Abstract
Objectives
This study investigated the predictors of postpartum insurance loss (PPIL), assessed its association with postpartum healthcare receipt, and explored the potential buffering role of Medicaid expansion.
Methods
Data from the 2016–2020 Pregnancy Risk Assessment Monitoring System (PRAMS) were analyzed, covering 197,820 individuals with live births. PPIL was determined via self-reported insurance status before and after pregnancy. Postpartum visits and depression screening served as key health service receipt indicators. The association between PPIL and maternal characteristics was examined using bivariate analysis. The association of PPIL with health service receipt was assessed through odds ratios derived from multivariate logistic regression models. The role of Medicaid expansion was explored by interacting ACA Medicaid expansion status with the dichotomous PPIL indicator.
Results
PPIL was experienced by 7.8% of postpartum people, with higher rates in Medicaid non-expansion states (13.6%) compared to 6.1% in expansion states (p < 0.05). Racial and ethnic disparities were observed, with 16.5% of Hispanic and 4.6% of white people experiencing PPIL. Individuals who experienced PPIL had decreased odds of attending postpartum visits (adjusted odds ratio (aOR) = 0.81, 95% CI = 0.73–0.90) and receiving screening for postpartum depression (aOR = 0.86, 95% CI = 0.78–0.96) compared to those who maintained insurance coverage.

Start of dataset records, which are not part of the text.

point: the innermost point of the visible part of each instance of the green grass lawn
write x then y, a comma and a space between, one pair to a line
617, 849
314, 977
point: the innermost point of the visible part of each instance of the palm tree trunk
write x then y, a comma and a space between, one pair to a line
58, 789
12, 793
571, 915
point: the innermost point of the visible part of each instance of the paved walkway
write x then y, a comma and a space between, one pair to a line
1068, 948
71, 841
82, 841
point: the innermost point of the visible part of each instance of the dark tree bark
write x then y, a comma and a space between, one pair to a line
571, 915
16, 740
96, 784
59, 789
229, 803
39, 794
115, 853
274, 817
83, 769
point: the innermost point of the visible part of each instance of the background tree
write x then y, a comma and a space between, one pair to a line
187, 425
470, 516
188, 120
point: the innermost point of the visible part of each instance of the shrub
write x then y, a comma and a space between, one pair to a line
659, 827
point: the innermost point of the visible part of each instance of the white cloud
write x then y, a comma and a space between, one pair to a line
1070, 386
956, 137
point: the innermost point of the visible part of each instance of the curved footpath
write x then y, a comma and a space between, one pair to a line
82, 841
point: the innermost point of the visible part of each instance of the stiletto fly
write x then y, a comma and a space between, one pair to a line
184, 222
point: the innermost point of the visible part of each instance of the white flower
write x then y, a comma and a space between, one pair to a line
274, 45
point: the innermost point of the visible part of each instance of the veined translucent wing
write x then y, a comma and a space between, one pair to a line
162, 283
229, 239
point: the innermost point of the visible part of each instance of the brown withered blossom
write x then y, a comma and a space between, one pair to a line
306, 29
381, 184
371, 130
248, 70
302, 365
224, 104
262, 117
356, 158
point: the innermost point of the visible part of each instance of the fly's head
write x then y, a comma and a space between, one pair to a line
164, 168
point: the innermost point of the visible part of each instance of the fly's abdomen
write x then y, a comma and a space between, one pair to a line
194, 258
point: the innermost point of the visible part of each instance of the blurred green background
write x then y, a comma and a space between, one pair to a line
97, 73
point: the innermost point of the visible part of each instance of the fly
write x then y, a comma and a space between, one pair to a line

People in expansion states with no PPIL had higher odds of postpartum depression screening (aOR = 1.33, 95% CI = 1.08–1.62). No differences in postpartum visits in expansion versus non-expansion were noted (aOR = 1.13, 95% CI = 0.93–1.36).
Conclusions for Practice
Ensuring consistent postpartum insurance coverage offers policymakers a chance to enhance healthcare access and outcomes, particularly for vulnerable groups.
Significance
As numerous US states extend postpartum Medicaid coverage under the American Rescue Plan, understanding postpartum insurance loss (PPIL) and its association with healthcare for new mothers becomes vital. We identify PPIL risk factors and gauge its effect on accessing essential health services postpartum, focusing on Medicaid expansion’s role. Our insights inform policies to enhance postpartum healthcare utilization and insurance access.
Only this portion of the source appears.